La Caravella Portoghese, scientificamente nota come Physalia physalis, è tra le specie marine più pericolose che un bagnante può incontrare nel nostro mare. Un organismo coloniale pleustonico, ovvero formato da un insieme di polipi specializzati che vivono galleggiando sulla superficie dell’acqua grazie a una “sacca” piena di gas, con una forma leggermente appiattita, che funge da vela, detta pneumatoforo.

Comunemente considerata una “medusa” da parte dei non addetti ai lavori, per i biologi marini la Caravella Portoghese è un Sifonoforo, parente delle meduse in senso stretto. Possiede organelli urticanti utilizzati per predare, capaci di provocare reazioni molto gravi nell’uomo, fino, in casi estremi, alla morte. I suoi tentacoli possono raggiungere una lunghezza di 30 metri e risultare particolarmente pericolosi perché non facilmente visibili da parte dei bagnanti.

Questo sifonoforo, diffuso in tutti i mari, era stato segnalato per la prima volta in Mediterraneo solo in tempi relativamente recenti. Si pensava, dunque, che non fosse un pericolo tale da pianificare adeguate azioni di divulgazione scientifica finalizzate a far conoscere Physalia nelle località balneari. Ancora oggi, di fatto, molti cittadini sconoscono la Caravella Portoghese.

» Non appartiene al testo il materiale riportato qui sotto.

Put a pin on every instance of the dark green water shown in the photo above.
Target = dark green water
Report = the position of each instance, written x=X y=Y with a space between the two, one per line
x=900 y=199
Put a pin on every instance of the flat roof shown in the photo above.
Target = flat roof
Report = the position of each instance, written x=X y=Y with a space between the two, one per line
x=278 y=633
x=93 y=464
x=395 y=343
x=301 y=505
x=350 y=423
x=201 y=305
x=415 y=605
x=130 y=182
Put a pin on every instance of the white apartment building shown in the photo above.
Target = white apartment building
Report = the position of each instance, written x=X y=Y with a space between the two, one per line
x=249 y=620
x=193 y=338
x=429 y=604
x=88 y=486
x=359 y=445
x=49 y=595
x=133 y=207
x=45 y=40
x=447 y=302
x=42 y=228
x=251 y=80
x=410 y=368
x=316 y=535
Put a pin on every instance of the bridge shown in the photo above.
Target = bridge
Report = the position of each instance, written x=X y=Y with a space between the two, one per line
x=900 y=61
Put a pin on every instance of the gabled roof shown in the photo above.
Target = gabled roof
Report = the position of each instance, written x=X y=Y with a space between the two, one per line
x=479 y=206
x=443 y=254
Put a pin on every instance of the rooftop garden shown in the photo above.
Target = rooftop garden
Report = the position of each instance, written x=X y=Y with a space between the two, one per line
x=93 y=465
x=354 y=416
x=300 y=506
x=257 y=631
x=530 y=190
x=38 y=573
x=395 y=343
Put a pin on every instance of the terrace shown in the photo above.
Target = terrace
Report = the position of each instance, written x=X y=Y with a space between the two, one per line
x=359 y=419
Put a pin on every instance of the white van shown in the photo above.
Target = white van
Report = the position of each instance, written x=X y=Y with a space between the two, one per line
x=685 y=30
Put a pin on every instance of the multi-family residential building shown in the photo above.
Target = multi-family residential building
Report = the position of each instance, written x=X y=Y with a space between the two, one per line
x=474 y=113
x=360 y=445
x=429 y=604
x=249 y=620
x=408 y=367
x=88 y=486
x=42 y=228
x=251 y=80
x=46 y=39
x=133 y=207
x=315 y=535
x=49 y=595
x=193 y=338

Lo studio mostra il valore dei musei naturalistici, in quanto risorsa scientifica nell’acquisizione di informazioni sulla biodiversità storica e attuale, essenziale alla comprensione di tutti quei processi di alterazione ambientale a cui stiamo assistendo, quasi inermi.

«L’Italia ha una lunga tradizione naturalistica e museale – afferma la prof.ssa Sabrina Lo Brutto, docente di Zoologia del Dipartimento Stebicef dell’Università di Palermo e direttore del Museo di Zoologia “Doderelin” –. Prova ne è che il modello di distribuzione della Physalia, descritto nell’articolo, è il risultato della consultazione di una ricca bibliografia scientifica italiana, dell’accesso a collezioni storiche custodite nei musei di storia naturale italiani, e, non per ultimo, dell’interesse del comune cittadino verso le Scienze e la Natura. Essenziale è stato l’approccio Citizen Science, cioè l’apporto di informazioni ricavate dai social e dal web».

«La Citizen Science – afferma Francesco Tiralongo, ricercatore del Laboratorio di Biologia della Fauna Marina Mediterranea diretto dalla prof.ssa Bianca Maria Lombardo del Dipartimento di Scienze biologiche, geologiche e ambientali dell’Università di Catania e responsabile nazionale del progetto AlienFish – rappresenta uno strumento estremamente utile e low cost, che ci permette, soprattutto grazie alla collaborazione di numerosi appassionati, pescatori professionisti e non, di monitorare su vasta scala la presenza e l’espansione di specie marine di particolare interesse, come le specie non-indigene, quelle rare, e, come nel caso in questione, di specie pericolose per la salute dell’uomo e di conseguenza adottare misure idonee a prevenire spiacevoli incidenti».